Portfolio

ACM WSDM Cup 2019 - Fake News Classification

WSDM is one of the premier conferences on web-inspired research involving search and data mining. One of the task in WSDM Cup 2019 is to detect the fake news. Given the title of a fake news article A and the title of a coming news article B, participants are asked to classify B into one of the three categories. My method is ranked 6/8 (public/private) among 94 teams from all over the world. See Kaggle competition.

Cross-domain Beauty and Personal Care Product Retrieval

Cross-domain image retrieval is a challenging problem due to the data variations between the real-world images and advertisement images. In this work, we consider four state-of-the-art deep learning based model to extract the high-level features combining with four feature pooling strategies. Different from previous works, we further investigate the possibility of integrating the classical feature descriptors. A dataset containing half a million images of beauty and care products (Perfect-500k) is utilized for our experiments. The experimental results prove that our proposed hybrid framework can improve the mAP@7 between 3% and 10% in contrast with retrieval methods only utilizing deep features. Product pictures from different domains are show in (a) and (b) below.

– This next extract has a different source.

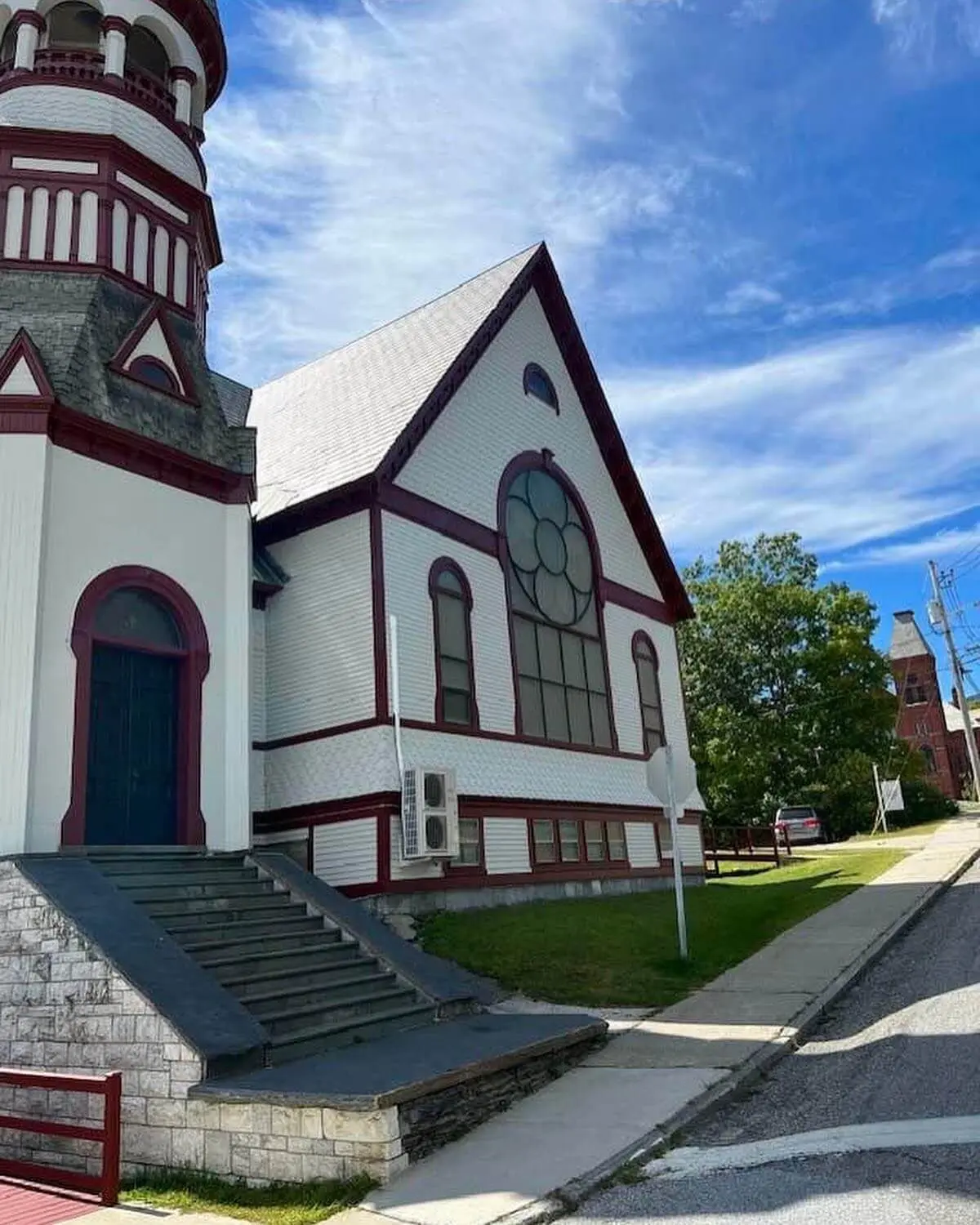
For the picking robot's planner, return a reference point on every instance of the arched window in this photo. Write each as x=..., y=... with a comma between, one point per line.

Forecasting Parking Availability for Providing Value-Added Services to Customers of Parking Lots

Taiwan is considered as a small island comparing to her population. Besides, with high population density in the city area such as in Taipei city, New Taipei city, it is quite difficult to find an available parking space in those places. Therefore, we want to propose a mobile application that can provide parking lot information to customer with value-added services such as the availability of the parking lot and information about how long the customer needs to wait if the parking lot is full. With our proposed mobile application, the customer can plan their schedule in advance which can increase their satisfaction in using the facility. Moreover, with the forecasting approximate waiting time, the customer will be prepared for waiting which can help lower their frustration. Additionally, the parking lot company can better manage their parking lots via the user log in the mobile application.